Alceste incarne l'archétype de l'épouse loyale et aimante, si dévouée à son mari qu'elle accepte sans hésiter de mourir pour lui. Ce faisant, elle démontre en même temps les concepts d'arété et d'eusébie. Un lecteur moderne pourra se sentir mal à l'aise avec la version de l'histoire dans laquelle Admète accepte sans sourciller le sacrifice de sa femme, mais un public de la Grèce antique l'aurait parfaitement compris. En effet, tout mari, et à plus forte raison tout roi, était responsable du bien-être d'un plus grand nombre de personnes que simplement son épouse ou sa reine. La vertu d'Alceste, qui prend la place d'Admète, est admirable en ce sens qu'elle se sacrifie non seulement pour l'homme qu'elle aime, mais aussi pour le peuple qui dépend d'Admète pour son bien-être. Son excellence personnelle est illustrée par sa volonté de mourir pour le bien d'autrui et la valeur de l'eusébie par sa compréhension de l'ordre social et de la manière dont elle peut faire de son mieux pour le maintenir. À tous égards, Alceste est un modèle de comportement adéquat.
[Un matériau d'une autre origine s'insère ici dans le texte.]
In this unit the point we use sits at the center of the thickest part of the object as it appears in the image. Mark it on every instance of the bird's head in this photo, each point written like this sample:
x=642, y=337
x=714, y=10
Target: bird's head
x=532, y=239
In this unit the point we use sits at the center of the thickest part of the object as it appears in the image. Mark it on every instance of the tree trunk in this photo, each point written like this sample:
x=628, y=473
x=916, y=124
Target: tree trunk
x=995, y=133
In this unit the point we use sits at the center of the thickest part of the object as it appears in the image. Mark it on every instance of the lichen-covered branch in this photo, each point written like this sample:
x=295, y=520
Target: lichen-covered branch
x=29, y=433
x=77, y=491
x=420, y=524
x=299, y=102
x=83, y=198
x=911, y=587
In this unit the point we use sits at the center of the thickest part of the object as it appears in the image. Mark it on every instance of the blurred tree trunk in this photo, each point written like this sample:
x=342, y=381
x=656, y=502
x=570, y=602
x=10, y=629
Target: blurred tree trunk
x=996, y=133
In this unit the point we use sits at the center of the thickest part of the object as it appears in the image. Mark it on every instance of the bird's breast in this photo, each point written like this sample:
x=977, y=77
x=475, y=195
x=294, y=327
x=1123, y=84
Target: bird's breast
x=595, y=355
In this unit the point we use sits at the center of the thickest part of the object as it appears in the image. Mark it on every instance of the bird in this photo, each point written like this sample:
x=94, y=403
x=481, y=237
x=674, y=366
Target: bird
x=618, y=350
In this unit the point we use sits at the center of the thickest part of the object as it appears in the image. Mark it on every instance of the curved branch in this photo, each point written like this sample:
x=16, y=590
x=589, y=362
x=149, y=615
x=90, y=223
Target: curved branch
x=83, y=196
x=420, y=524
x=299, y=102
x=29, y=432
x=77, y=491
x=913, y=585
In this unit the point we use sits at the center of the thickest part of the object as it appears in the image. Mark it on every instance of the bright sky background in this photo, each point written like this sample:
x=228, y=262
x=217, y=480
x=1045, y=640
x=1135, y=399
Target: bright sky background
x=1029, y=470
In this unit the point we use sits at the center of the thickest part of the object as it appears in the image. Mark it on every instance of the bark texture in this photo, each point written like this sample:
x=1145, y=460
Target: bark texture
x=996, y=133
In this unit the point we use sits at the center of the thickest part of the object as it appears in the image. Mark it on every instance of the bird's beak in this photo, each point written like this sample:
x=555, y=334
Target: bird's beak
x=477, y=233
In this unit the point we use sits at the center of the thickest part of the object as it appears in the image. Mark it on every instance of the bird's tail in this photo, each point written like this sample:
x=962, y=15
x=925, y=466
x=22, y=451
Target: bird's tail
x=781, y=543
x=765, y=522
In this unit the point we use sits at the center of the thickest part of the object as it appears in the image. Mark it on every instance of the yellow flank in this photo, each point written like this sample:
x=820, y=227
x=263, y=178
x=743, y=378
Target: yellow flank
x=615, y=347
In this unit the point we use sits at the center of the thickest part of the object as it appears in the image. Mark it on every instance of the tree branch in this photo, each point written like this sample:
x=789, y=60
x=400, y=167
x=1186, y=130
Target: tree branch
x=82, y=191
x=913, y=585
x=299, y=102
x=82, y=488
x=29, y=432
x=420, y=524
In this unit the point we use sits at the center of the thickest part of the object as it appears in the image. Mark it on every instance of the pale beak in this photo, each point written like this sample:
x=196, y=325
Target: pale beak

Hercule illustre les valeurs de l'arété et de l'eusébie et fournit à l'histoire son dénouement héroïque. Dans son comportement d'ivrogne dans la maison en deuil, il échoue dans les deux, bien sûr, et pourtant on ne saurait l'en blâmer dans la mesure où il n'a pas été informé de la mort d'Alceste. Le manquement le plus important, et le plus intéressant, à la règle de conduite sociale est son combat contre Thanatos pour l'âme d'Alceste. Dans la Grèce antique, les Moires étaient toutes puissantes et Apollon avait passé un accord avec elles pour qu'Admète reste en vie. Elles avaient respecté leur part du marché et ramené Admète à la vie une fois que quelqu'un d'autre avait accepté de prendre sa place. En arrachant l'âme d'Alceste à la mort, Hercule avait rompu le marché. Or, si l'on a passé un accord avec les puissances surnaturelles, on se doit de l'honorer. L'histoire d'Orphée et d'Eurydice en est l'exemple le plus flagrant : Orphée passe un marché avec Hadès, s'engageant à ne pas regarder en arrière lors de sa remontée des enfers, puis brise ce pacte, perdant ainsi Eurydice à tout jamais. Contrairement au mythe d'Orphée, toutes les versions de l'histoire d'Alceste dépeignent Hercule sous le jour admirable du héros qui sauve la reine de la mort. De plus, en se mettant en danger en luttant physiquement contre la mort, Hercule incarne l'excellence personnelle du courage et de l'héroïsme et, ce faisant, il rétablit l'ordre dans le royaume en ramenant la reine à son roi et en récompensant l'altruisme d'Alceste.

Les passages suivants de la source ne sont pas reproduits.